The first two columns in the word segmentation file contain numbers like 1, 2, 3, 1000, and 2000, which represent recognition intermediate points or branch points. For example, when recognizing “Xiaopeng Xiaopeng,” the system first detects “Xiaopeng” and then detects it again, using the two matches to output the correct result.
- The number 1 is the unified starting point for each complete command word or garbage word.
- Numbers 2, 3, 4, and 5 are different recognition nodes used for longer command words or command words with common parts.
- 1000 is the endpoint for command words, and 2000 is the endpoint for garbage words. Only words ending with 1000 will be output as recognized results. Words ending with 2000 are used to reduce false wake-ups or misrecognitions and can include common daily words. Some are automatically added during optimization, but you can manually add more if customers report frequent false triggers or misrecognitions.
Word segmentation optimization can be combined with the intermediate result logging function.
To enable the intermediate result logging function, search for “intermediate” in the top-left corner, find the relevant comments, and uncheck the default commented sections to enable output. The log will display recognition scores and related result words during recognition, helping you adjust word segmentation based on the output.
Word Segmentation Upload Location
6. Effect Evaluation and Problem Analysis¶
6.1 Effect Evaluation¶
Full-Machine Testing
The most intuitive method is to install the system in the actual device and conduct real-user testing to determine if adjustments are needed.
Platform Firmware Recognition Testing
The Chipintelli AI Platform can provide test results by uploading firmware and test audio, offering more scientific conclusions through data analysis. The figure below shows the test entry point.
Soundproof Laboratory Full-Machine Testing
This method combines the above two approaches, using the complete device and audio test sets in a professional testing environment to derive scientific conclusions that closely match real-world conditions.

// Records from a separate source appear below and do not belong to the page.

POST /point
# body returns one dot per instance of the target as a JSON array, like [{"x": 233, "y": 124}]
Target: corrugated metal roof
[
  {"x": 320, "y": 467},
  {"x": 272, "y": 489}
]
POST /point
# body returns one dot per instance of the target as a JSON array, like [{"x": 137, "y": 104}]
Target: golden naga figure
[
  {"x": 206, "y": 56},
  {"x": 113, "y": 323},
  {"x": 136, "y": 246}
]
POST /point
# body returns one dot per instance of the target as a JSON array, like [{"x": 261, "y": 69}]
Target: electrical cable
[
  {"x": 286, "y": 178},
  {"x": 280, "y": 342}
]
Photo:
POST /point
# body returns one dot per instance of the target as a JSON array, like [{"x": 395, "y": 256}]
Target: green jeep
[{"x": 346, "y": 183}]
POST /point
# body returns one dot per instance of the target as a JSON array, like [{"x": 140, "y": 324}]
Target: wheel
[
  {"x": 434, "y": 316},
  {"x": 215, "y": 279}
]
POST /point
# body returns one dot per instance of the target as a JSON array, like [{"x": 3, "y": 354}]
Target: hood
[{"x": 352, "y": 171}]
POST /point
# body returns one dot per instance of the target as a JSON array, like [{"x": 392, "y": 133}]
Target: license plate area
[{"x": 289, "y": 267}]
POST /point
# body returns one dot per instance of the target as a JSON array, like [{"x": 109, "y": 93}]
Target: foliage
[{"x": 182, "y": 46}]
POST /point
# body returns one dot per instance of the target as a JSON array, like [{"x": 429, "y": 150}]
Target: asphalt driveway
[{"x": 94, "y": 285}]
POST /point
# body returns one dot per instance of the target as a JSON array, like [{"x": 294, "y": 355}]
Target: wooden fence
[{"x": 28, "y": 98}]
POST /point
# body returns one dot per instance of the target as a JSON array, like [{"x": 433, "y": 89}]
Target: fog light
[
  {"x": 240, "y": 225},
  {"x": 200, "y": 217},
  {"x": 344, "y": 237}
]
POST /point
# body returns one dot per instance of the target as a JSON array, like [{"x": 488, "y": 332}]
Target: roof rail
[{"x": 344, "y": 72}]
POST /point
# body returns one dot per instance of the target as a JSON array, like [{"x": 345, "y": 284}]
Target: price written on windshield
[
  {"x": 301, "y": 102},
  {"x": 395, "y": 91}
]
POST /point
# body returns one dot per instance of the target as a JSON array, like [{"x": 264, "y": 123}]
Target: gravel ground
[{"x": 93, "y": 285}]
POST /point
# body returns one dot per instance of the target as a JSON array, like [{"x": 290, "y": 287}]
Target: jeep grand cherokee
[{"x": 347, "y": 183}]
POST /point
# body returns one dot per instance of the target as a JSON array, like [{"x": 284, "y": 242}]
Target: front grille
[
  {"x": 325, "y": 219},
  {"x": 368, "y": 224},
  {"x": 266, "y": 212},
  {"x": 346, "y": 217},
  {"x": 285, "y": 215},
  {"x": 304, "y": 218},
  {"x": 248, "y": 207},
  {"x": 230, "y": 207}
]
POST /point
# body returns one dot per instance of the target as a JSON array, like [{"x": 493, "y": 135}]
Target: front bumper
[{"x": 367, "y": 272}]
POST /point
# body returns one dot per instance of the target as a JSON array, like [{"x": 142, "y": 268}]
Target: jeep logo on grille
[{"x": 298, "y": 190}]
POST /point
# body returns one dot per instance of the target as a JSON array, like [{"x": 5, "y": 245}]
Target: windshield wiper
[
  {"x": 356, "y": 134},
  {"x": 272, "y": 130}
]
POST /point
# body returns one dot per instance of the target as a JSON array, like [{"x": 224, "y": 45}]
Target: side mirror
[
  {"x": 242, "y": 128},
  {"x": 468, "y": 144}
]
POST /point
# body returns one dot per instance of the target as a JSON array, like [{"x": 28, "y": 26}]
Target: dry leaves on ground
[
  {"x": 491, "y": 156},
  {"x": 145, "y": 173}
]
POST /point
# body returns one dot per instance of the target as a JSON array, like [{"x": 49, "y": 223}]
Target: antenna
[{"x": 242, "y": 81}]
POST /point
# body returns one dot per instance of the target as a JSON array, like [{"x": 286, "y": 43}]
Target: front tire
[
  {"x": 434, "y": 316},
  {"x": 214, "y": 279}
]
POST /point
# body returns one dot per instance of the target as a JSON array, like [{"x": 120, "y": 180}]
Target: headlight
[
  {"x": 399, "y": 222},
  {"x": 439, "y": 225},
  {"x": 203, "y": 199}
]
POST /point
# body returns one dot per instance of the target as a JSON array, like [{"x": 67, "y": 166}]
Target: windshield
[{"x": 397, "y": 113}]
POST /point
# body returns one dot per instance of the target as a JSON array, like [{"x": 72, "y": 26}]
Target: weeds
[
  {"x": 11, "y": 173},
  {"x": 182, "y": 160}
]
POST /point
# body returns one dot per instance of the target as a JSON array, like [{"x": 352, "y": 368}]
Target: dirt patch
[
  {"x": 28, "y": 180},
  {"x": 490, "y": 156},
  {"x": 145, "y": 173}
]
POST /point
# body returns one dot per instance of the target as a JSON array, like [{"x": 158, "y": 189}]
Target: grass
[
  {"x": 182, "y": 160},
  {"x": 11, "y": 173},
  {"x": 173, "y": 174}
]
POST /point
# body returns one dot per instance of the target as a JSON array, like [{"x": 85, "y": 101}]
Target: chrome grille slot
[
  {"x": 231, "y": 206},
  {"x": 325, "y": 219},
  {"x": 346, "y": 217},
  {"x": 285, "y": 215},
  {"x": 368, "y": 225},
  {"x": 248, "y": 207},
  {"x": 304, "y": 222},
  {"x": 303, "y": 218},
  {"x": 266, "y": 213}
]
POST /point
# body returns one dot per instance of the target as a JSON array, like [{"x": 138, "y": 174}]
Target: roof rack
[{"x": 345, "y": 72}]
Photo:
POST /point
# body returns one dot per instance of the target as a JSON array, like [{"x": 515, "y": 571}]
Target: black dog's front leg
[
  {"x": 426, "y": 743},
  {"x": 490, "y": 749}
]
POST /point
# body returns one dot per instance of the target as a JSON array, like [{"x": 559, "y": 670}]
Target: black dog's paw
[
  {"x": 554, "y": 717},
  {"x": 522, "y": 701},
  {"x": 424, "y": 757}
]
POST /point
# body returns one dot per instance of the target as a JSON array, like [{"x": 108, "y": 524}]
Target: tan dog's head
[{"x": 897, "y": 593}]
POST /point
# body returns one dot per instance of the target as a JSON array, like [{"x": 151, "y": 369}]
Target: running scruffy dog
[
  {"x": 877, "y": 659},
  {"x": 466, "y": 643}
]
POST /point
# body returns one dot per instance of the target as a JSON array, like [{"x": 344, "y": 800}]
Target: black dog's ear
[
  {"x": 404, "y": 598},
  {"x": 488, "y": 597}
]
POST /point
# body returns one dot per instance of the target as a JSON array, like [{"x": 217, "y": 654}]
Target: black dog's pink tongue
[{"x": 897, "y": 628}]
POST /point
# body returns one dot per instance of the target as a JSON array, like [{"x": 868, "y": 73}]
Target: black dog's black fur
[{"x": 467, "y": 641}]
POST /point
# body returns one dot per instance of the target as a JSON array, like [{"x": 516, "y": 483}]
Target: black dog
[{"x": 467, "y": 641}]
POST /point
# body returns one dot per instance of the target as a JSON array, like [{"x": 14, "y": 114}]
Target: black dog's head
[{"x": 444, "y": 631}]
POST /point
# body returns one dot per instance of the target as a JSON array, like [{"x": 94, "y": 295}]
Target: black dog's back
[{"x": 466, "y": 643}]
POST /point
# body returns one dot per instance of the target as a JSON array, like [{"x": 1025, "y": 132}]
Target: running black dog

6.2 Common Issues and Solutions¶
| Issue Description | Possible Causes | Solutions |
|---|---|---|
| Wake-up Failure | 1. Excessive environmental noise | 1. Optimize the acoustic model |
| 2. Poor microphone placement | 2. Adjust microphone position | |
| 3. Wake word confidence too high | 3. Lower wake word confidence | |
| Frequent False Wake-ups | 1. Wake word confidence too low | 1. Increase wake word confidence |
| 2. Environmental noise interference | 2. Add environmental adaptation training | |
| 3. Insufficient model generalization | 3. Optimize wake word design | |
| Low Command Word Recognition Rate | 1. Similar-sounding command words | 1. Optimize command word design |
| 2. Insufficient model training | 2. Optimize the acoustic model | |
| 3. Background noise interference | 3. Adjust microphone position | |
| Slow System Response | 1. High algorithm complexity | 1. Optimize algorithm parameters |
| 2. Insufficient system resources | 2. Remove unnecessary functional modules | |
| 3. Inefficient task scheduling | 3. Adjust task priorities |
6.3 Important Notes¶
Structural Considerations
Pay special attention to the microphone’s structural placement. Refer to the Product Structural Design guide for determining the optimal microphone installation position.
Testing Considerations
Many factors can affect recognition performance. If structural and installation issues are confirmed or cannot be changed, refer to the “Hardware Debugging Documentation” folder in the module design circuit package downloaded in section 3.2 to troubleshoot hardware, software, and microphone noise issues.